Crawl a list of URLs using the HEAD method.

This function helps in analyzing a set of URLs by getting status codes, download latency, all response headers and a few other meta data about the crawled URLs.

Sine the full page is not downloaded, these requests are very light on servers and it is super-fast. You can modify the speed of course through various settings.

Typically status code checking is an on-going task that needs to be done and managed. Automated alerts can be easily created based on certain status codes. Another interesting piece of the information is the Content-Length response header. This gives you the size of the response body without having to download the whole page. It can also be very interesting with image URLs. Downloading all images can really be expensive and time consuming. Being able to get image sizes without having to download them can help a lot in making decisions about optimizing those images. Several other data can be interesting to analyze, depending on what response headers you get.

Parameters
  • url_list (url,list) -- One or more URLs to crawl.

  • output_file (str) -- The path to the output of the crawl. Jsonlines only is supported to allow for dynamic values. Make sure your file ends with ".jl", e.g. output_file.jl.

  • custom_settings (dict) -- A dictionary of optional custom settings that you might want to add to the spider's functionality. There are over 170 settings for all kinds of options.
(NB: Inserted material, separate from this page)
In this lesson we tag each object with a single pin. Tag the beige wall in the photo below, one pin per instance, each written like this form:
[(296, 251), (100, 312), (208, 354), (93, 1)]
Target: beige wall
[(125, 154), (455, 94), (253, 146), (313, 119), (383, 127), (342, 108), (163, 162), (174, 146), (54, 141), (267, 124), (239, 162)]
For details please refer to the spider settings documentation.

Examples

>>> import advertools as adv
>>> url_list = ['https://exmaple.com/A', 'https://exmaple.com/B',
...             'https://exmaple.com/C', 'https://exmaple.com/D',
...             'https://exmaple.com/E']
>>> adv.crawl_headers(url_list, 'output_file.jl')
>>> import pandas as pd
>>> crawl_df = pd.read_json('output_file.jl', lines=True)